Back to Tocqueville: Groups that believe they are facing permanent minority status, in a majoritarian system, turn to violence.
I don’t know how many of the people who stormed the United States Capitol Building on January 6, 2021, believed that the election had really been “stolen” from President Trump. But I do suspect that almost all of them feel like they are in a minority group that is on the verge of being permanently outnumbered. (Part of what I think appeals to people about QAnon, besides what I have written here already, is that Q’s message was: Yes, you are in the minority. But in the end, the minority is going to have power.)

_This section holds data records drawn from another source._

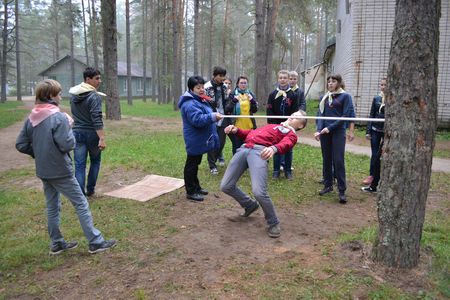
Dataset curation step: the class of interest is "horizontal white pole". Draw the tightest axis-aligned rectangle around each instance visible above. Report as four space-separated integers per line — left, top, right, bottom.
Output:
222 115 384 122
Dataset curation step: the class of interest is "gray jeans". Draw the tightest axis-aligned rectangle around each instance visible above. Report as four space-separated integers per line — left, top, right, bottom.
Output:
220 145 279 226
41 176 104 246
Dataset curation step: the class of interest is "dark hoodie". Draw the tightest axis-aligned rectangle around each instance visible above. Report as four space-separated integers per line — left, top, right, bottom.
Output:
69 82 103 130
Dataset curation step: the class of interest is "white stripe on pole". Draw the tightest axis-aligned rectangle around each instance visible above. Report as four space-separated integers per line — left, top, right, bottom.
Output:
222 115 384 122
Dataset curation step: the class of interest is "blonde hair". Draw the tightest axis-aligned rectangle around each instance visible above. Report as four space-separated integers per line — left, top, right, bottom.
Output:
291 109 308 130
36 79 62 103
289 71 298 77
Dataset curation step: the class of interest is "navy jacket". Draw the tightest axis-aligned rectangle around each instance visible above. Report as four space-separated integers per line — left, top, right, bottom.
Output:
178 91 220 155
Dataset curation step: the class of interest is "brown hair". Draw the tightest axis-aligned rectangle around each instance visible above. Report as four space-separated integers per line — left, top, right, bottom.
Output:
36 79 62 103
327 74 345 89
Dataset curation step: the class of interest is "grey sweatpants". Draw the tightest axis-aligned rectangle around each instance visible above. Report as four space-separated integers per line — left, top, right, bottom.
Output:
220 145 279 226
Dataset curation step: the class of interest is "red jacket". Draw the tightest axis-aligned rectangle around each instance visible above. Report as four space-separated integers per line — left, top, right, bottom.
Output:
236 124 297 154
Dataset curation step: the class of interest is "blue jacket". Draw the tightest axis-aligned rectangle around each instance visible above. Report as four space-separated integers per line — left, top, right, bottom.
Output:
317 93 355 132
178 91 220 155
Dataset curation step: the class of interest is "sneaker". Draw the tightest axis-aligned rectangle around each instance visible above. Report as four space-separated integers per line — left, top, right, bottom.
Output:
267 224 281 238
197 188 208 195
186 193 204 202
89 240 117 254
361 186 377 193
49 241 78 255
272 171 280 179
363 176 373 185
284 172 293 180
339 193 347 204
241 201 259 218
319 186 333 196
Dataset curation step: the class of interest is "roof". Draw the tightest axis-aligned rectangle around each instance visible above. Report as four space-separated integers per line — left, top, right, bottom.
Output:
38 55 150 78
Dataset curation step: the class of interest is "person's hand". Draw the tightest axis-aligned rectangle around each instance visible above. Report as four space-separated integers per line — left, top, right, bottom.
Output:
98 138 106 151
347 130 355 142
261 147 275 160
320 127 330 134
223 125 237 134
314 132 320 141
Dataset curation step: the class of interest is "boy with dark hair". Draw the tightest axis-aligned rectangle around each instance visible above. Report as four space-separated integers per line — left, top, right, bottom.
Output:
205 66 231 175
16 79 116 255
69 67 106 197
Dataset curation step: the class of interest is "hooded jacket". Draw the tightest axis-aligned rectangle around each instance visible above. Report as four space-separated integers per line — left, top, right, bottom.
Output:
69 82 106 130
178 91 220 155
16 106 75 179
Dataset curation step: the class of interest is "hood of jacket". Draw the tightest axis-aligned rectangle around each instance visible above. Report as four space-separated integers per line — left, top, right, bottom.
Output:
69 82 106 102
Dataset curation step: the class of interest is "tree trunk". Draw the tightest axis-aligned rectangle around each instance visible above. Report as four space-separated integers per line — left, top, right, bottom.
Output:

The republic remains in danger as long as one of our two major political parties pursues, out of its own sense of insufficiency, an anti-majoritarian/non-majoritarian strategy. But Republicans will continue to pursue that strategy – to prioritize it above all others – as long as party leaders remain unconvinced that they can capture the hearts and votes of a majority of American voters.
But we need them to believe this is possible, for all our sake. The first task of those Republicans who care for the health not just of their party but of our nation should be to work toward a real and not illusory Republican majority – and more immediately, toward the cultivation of a belief that such a majority is possible.
I know it is possible, especially if the party can (as it has done before) turn the dial down on the most virulent racists in its ranks:
Last week, I was talking with a student who describes herself as a radical communist. She talked to me about how, for her, we need more of an “it takes a village” attitude in American life, one that prioritizes local networks of care and concern rather than reliance on the bureaucratic, impersonal state.
I told her that she sounded a lot like Ronald Reagan, when he talked about small-town values.
“Well, I mean,” she said, “Reagan did not think government should do that work. I just don’t believe that government will do that work. I don’t want to believe that Reagan and I have anything in common, but maybe we do.”